Archer Aviation, Inc. (ACHR) and Joby Aviation, Inc. (JOBY) are making strides in the electric vertical takeoff and landing (eVTOL) market, boosted by increasing governmental and commercial interest in electric air taxi networks. Both companies are enhancing their operational capabilities and pursuing commercialization initiatives as they prepare for future urban air transportation. In March 2026, Archer was selected for the White House eVTOL Integration Pilot Program, which includes Florida, New York, and Texas, marking a key step towards launching U.S. commercial air taxi services.

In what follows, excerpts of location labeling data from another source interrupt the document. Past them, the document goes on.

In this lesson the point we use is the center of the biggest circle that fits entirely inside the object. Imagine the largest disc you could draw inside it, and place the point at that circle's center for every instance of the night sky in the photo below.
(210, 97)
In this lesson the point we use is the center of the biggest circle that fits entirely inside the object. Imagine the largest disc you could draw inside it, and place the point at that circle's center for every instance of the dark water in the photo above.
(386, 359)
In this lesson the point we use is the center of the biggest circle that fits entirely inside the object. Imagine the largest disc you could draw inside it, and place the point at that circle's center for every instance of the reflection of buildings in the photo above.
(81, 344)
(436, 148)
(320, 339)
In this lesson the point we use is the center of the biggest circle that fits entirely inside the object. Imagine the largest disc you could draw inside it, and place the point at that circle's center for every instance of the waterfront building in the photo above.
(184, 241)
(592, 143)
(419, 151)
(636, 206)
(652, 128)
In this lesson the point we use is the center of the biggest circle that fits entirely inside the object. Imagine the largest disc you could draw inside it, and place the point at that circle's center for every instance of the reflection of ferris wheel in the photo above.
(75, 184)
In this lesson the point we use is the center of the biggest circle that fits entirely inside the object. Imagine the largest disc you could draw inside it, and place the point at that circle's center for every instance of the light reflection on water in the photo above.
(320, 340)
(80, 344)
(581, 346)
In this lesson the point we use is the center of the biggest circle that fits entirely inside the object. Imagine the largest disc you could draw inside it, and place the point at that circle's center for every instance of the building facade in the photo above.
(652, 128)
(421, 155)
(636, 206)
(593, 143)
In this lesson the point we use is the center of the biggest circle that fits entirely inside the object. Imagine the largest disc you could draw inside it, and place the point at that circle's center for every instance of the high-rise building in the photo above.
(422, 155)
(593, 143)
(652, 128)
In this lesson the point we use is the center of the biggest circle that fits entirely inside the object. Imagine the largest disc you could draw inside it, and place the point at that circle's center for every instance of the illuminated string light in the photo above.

Joby Aviation is focused on developing electric air taxis and has made significant progress in aircraft certification and infrastructure development for large-scale operations. In April 2026, Joby announced a partnership with Air Space Intelligence to improve flight planning and airspace management for future services and aims to commence U.S. passenger operations in 2026 through participation in the same pilot program. Projected sales growth for Archer by 2026 is anticipated at 4,144.67%, while Joby estimates a growth of 106.22% during the same period.
Financially, Archer has a low debt-to-capital ratio of 3.65%, compared to Joby’s 26.37%. Recent stock performance shows Archer’s shares have declined by 37.8% and Joby’s by 34.5% over six months. Archer is currently rated #2 (Buy) by Zacks, while Joby holds a #3 (Hold) rating, suggesting Archer is the more viable investment option at this time.